Saturday, November 14, 2015

Floors by Patrick Carman

Floors has an extra message on the cover - Welcome to the wildest hotel in the world.  This is so true. The Whippet Hotel is crazy, surprising and wild!

The hero of this story, and of the hotel, is Leo, a young boy who lives with his dad at the Whippet Hotel.  Leo's dad is the hotel fix-it-man and right now he and his son are totally run off their feet as everything in the hotel seems to be breaking down.  The Whippet Hotel is the creation of the eccentric and reclusive Merganzer D Whippet but he has disappeared.  He has been gone for one hundred days.

If I list some of the crazy aspects of this hotel it might give you a small insight into the mayhem contained in this intriguing book.

A family of ducks live on the hotel roof.  Each day they need to be brought down to street level in a special duck elevator.

"The duck elevator was a contraption very much like an ordinary elevator, only shorter, narrower, shower and bursting with the aroma of wet feathers."

On the third floor there is a room that is actually designed to be a giant pinball machine.

"The slanted floor was covered with lights and arrows and circled numbers, just like a real pinball machine. At the far end of the room was a hole as big as a tyre, which had a flipper on each side."

On an upper floor where things are even crazier there is the Flying Farm Room.  This room is filled with goats and sheep and even a bull but actually they are holograms.

Interspersed between chapters, where Leo and his friends explore the hotel and follow an intriguing set of clues and instructions, we read about Merganzer Whippet and the plan by someone unknown to acquire this valuable hotel for an especially low price as it seems to be falling into ruin.

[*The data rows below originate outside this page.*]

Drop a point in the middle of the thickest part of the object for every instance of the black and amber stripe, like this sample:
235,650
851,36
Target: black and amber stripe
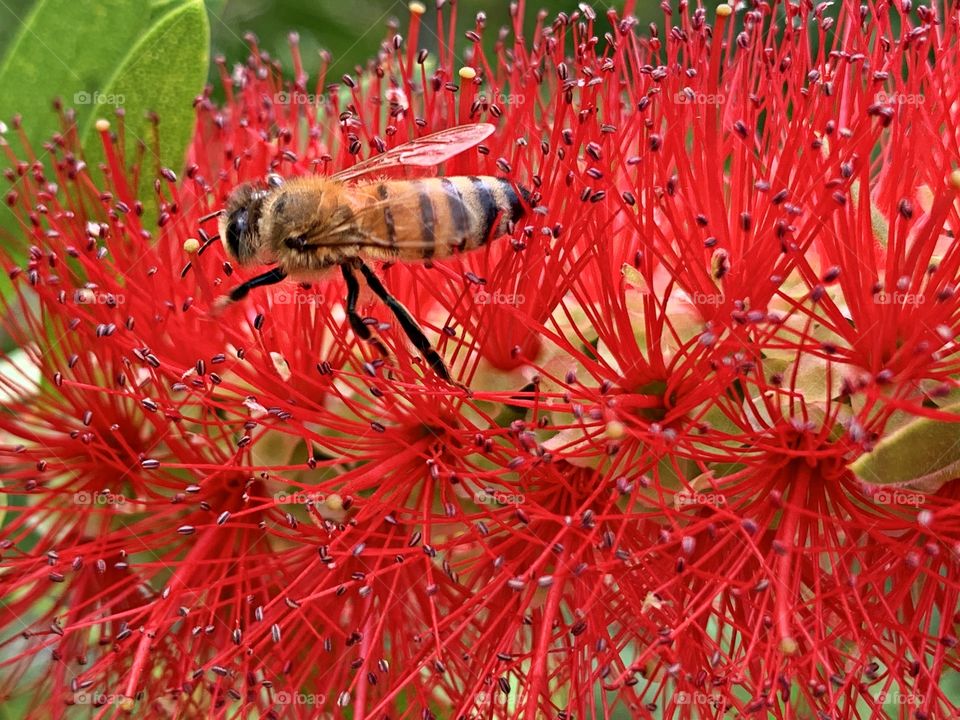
435,217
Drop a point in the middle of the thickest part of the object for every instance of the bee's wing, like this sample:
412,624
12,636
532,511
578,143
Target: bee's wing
427,151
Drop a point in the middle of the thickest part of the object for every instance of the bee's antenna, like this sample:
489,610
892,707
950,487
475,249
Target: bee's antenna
208,242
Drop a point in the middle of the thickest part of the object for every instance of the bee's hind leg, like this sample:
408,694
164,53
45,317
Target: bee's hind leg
360,328
410,326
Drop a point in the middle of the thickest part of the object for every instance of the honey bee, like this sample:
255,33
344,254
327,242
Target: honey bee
304,226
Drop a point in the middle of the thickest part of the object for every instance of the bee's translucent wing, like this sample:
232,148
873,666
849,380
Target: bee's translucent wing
427,151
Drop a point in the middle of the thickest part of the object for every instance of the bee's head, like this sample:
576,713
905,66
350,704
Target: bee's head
240,224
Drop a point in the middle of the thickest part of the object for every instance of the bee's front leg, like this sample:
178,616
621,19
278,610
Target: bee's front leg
271,277
360,328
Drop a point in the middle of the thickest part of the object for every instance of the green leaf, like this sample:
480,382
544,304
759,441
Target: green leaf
162,73
65,49
924,453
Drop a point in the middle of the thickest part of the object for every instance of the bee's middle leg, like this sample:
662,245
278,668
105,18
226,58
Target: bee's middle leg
410,326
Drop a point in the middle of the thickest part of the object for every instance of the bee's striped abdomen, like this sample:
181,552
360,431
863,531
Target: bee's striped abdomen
435,217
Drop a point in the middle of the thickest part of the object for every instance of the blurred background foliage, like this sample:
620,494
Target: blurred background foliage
351,31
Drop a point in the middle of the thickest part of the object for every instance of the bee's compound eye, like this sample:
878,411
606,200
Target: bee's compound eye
236,226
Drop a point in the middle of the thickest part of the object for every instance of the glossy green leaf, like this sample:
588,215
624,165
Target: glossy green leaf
924,453
162,73
66,49
62,49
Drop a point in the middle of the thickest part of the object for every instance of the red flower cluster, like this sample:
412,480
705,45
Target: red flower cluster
740,275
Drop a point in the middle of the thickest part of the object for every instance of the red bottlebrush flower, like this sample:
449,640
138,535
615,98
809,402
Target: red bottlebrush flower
673,489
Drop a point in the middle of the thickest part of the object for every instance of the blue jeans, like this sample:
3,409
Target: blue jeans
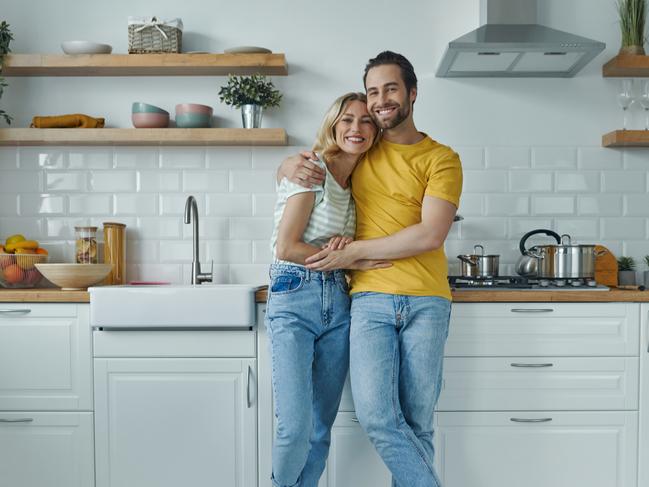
307,318
397,347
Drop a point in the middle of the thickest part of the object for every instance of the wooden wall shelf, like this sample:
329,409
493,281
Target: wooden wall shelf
169,136
626,138
626,66
143,64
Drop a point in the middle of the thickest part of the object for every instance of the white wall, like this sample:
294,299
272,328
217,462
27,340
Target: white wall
530,147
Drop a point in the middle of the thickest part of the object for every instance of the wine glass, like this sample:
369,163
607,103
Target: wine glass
644,102
625,97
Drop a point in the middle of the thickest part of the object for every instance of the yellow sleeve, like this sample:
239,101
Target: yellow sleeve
445,178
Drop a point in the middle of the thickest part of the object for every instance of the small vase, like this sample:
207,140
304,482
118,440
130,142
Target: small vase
251,116
626,278
632,51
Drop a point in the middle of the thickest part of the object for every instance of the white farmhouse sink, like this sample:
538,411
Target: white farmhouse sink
173,306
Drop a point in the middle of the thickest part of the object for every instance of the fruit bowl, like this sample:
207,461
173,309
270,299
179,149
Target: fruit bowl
19,270
74,277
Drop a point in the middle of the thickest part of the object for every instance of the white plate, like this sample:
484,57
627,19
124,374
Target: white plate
85,47
247,49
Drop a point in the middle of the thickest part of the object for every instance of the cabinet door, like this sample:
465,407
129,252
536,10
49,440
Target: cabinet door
46,449
353,461
562,449
45,357
171,422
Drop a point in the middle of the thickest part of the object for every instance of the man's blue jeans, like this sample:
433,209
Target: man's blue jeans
397,347
307,318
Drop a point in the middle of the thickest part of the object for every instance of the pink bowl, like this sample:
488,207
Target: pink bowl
150,120
193,108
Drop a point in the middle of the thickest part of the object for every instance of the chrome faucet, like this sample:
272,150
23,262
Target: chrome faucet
191,216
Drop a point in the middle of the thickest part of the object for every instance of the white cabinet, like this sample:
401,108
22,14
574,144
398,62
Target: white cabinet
174,421
46,421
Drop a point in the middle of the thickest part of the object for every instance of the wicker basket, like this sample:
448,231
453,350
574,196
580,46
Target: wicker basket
152,35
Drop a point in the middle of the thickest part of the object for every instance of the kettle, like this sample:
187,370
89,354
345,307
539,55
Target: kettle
527,264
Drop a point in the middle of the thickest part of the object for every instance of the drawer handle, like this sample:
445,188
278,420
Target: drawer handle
15,311
530,420
532,310
533,366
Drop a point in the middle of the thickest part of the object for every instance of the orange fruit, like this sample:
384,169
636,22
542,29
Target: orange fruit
13,274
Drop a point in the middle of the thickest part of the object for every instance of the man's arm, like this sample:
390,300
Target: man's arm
429,234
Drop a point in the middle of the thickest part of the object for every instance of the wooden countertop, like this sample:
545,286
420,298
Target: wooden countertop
614,295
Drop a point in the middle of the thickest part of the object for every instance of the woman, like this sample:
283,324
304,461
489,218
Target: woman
307,315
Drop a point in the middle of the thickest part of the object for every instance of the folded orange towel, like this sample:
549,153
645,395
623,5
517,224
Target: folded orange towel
76,120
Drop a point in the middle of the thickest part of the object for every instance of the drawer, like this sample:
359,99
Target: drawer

You might like to explore the web site for this book which includes videos, picture and an author Q&A.  I have reviewed another book by Patrick Carman - Skeleton Creek.  It seems there might even be a movie of this amazing book one day.  You can read a little more of the plot here.  I have included an alternate cover.  Floors is the first book in a trilogy - we urgently need to add the other two tiles to our library collection.